In a tweet from David Novick, a Professor of Engineering Education and Leadership, at the University of Texas in El Paso, an image shows seemingly different-colored spheres floating amid streaks of red, blue, and green lines.

But, it reveals a truth much more interesting than our initial perception of the picture lets on.

The orbs, which initially appear to be various different colors, are actually all the same color, according to Novick.

‘A three-color confetti illusion with spheres, which appear to be yellowish, reddish, and purpleish but in fact have exactly the same light-brown base color (RGB 255,188,144),’  he writes in the tweet.

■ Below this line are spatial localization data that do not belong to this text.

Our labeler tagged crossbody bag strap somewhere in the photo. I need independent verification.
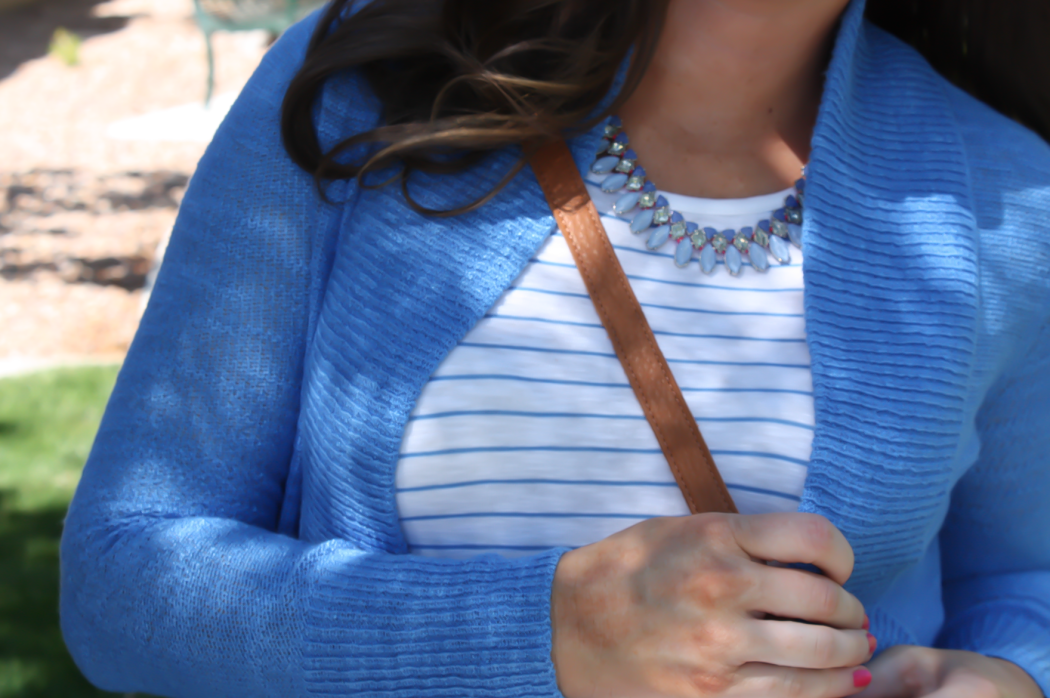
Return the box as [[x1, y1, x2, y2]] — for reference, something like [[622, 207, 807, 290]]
[[531, 139, 737, 516]]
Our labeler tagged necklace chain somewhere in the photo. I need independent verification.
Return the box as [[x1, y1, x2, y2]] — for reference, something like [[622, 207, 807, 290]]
[[591, 116, 806, 276]]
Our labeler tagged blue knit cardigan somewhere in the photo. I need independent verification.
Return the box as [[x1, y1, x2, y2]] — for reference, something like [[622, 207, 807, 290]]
[[60, 1, 1050, 696]]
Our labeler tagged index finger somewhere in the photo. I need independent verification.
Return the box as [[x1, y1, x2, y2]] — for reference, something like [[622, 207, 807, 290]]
[[730, 513, 855, 585]]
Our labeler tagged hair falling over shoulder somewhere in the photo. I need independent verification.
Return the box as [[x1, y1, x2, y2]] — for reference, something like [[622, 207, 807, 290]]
[[280, 0, 667, 215], [281, 0, 1050, 216]]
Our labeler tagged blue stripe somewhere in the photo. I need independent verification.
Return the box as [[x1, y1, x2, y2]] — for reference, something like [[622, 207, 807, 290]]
[[509, 286, 804, 318], [401, 446, 811, 464], [429, 374, 814, 396], [398, 479, 681, 494], [399, 478, 803, 500], [527, 258, 805, 292], [401, 512, 656, 522], [408, 410, 814, 431], [457, 342, 809, 369], [399, 479, 802, 501], [713, 450, 811, 467], [482, 314, 807, 343], [725, 484, 804, 502], [401, 446, 663, 460]]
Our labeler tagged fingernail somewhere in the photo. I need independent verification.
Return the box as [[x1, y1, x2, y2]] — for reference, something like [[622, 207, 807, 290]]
[[867, 632, 878, 655], [854, 668, 873, 688], [862, 614, 870, 631]]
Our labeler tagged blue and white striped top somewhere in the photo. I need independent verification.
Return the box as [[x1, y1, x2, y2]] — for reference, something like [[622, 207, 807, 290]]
[[396, 182, 814, 558]]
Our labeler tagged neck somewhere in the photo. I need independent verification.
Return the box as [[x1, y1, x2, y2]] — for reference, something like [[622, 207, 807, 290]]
[[619, 0, 850, 199]]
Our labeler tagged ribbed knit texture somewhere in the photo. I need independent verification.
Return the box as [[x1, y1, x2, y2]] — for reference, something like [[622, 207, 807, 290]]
[[60, 1, 1050, 696]]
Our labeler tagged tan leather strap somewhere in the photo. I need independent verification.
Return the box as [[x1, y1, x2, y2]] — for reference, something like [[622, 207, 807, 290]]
[[530, 139, 737, 515]]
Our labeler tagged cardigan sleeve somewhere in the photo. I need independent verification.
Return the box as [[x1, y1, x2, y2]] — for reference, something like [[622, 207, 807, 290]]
[[59, 14, 566, 698], [936, 87, 1050, 696], [936, 319, 1050, 696]]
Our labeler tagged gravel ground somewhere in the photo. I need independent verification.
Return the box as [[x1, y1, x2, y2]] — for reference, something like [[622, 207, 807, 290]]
[[0, 0, 269, 361]]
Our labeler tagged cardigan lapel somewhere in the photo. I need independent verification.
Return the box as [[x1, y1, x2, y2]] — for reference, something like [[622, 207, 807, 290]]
[[298, 144, 563, 547], [298, 68, 617, 547], [800, 0, 980, 603]]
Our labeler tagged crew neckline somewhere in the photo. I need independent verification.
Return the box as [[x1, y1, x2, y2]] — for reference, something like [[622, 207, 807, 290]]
[[659, 187, 796, 217]]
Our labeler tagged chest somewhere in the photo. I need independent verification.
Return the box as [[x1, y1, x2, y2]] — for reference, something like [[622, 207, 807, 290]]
[[395, 186, 817, 557]]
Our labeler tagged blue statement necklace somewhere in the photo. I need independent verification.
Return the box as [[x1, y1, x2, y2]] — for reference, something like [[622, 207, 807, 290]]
[[591, 116, 806, 276]]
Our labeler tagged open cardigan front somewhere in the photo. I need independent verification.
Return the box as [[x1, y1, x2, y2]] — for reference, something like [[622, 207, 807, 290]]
[[60, 1, 1050, 696]]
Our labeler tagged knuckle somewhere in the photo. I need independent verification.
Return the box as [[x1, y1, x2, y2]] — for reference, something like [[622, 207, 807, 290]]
[[692, 560, 754, 608], [811, 580, 840, 618], [809, 628, 838, 666], [693, 618, 743, 654], [899, 657, 934, 694], [780, 672, 807, 698], [694, 514, 737, 548], [685, 668, 733, 697], [799, 514, 835, 554]]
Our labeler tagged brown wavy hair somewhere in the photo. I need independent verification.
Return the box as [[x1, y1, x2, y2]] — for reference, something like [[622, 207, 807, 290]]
[[281, 0, 1050, 215]]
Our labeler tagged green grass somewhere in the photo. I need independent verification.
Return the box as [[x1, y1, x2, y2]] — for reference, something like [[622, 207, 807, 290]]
[[0, 365, 129, 698]]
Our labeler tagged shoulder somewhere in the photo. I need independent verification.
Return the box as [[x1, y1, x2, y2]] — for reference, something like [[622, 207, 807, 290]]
[[941, 81, 1050, 346], [857, 23, 1050, 360], [859, 21, 1050, 189], [221, 6, 383, 155]]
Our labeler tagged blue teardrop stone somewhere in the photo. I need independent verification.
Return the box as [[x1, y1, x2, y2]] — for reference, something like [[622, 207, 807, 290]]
[[700, 244, 717, 274], [630, 208, 655, 234], [642, 181, 657, 192], [768, 234, 792, 264], [725, 246, 743, 275], [655, 195, 670, 208], [646, 225, 671, 250], [591, 156, 620, 174], [749, 244, 769, 272], [600, 173, 629, 193], [604, 173, 625, 193], [613, 192, 642, 215], [674, 237, 693, 267], [670, 211, 684, 224], [787, 223, 803, 248]]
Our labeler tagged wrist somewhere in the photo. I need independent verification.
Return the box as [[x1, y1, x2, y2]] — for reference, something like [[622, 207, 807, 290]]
[[551, 544, 630, 698]]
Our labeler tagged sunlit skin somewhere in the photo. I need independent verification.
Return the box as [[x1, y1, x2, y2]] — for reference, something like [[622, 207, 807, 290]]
[[619, 0, 849, 199], [550, 3, 1046, 698]]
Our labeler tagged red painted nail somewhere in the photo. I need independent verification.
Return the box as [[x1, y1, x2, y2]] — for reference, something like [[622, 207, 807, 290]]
[[862, 614, 870, 631], [867, 632, 878, 654], [854, 668, 873, 688]]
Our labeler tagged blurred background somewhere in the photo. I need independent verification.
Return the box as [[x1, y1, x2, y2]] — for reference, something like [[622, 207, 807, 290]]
[[0, 0, 308, 691]]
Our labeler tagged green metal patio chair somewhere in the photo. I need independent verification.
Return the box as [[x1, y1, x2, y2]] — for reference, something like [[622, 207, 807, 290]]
[[193, 0, 326, 104]]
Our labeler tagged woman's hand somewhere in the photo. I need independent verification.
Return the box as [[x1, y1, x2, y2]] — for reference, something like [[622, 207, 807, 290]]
[[551, 512, 875, 698], [859, 646, 1042, 698]]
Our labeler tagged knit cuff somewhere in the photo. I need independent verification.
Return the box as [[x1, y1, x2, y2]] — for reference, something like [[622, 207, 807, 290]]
[[302, 546, 568, 697], [937, 603, 1050, 697]]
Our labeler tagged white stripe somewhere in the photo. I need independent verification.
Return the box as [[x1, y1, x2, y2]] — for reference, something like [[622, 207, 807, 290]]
[[398, 182, 814, 557], [402, 414, 811, 457]]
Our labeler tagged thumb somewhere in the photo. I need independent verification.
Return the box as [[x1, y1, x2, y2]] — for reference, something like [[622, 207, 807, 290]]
[[856, 646, 941, 698]]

As shown in an image of the spheres sitting in front of the colored lines instead of behind them, each of the circles — the same one sin the previous image — is actually a pale pink, despite what our eyes had initially reported to our brains.

To make the nature of the image even more elusive, the colors of the orbs tend to switch depending on which area of the image one focuses their eyes on.

By diverting your eyes and then returning them, a clearly ‘blue’ sphere might now appear green.

According to an analysis by science writer Phil Plait for SyFy Wire, the illusion, like all other optical illusions, underscores a disconnect between the raw data and the information — data put into context — processed by our brain.

Colors perceived by humans’ vision take into account not just the color of the object one is looking at, but the colors that surround it as well.

In other words, by changing the colors of the stripes the run across the sphere, we are also changing our perception of the sphere itself.

The optical phenomenon is known as the Munker-White illusion and describes the process of the human brain organizing colorful information based on their luminance.

According to optical illusion expert Michael Bach, this type of illusion ‘shows how much the perception of color is influenced by the neighborhood.’

In addition to being generally fascinating, the illusion also highlights how our senses often aren’t sufficient when determining the truth, and joins several popular illusions to recently capture the public’s attention.

Among the most famous examples of the power of sensory illusions are what is commonly referred to as ‘The Dress’ — a piece of clothing that appeared either blue and black of white and gold depending on the observer — and an auditory puzzle known as ‘Yanny and Laurel.’

In the latter, listeners are tasked with discerning whether a voice in an audio recording is uttering ‘Yanny’ or ‘Laurel.’ Spoiler alert: it’s both.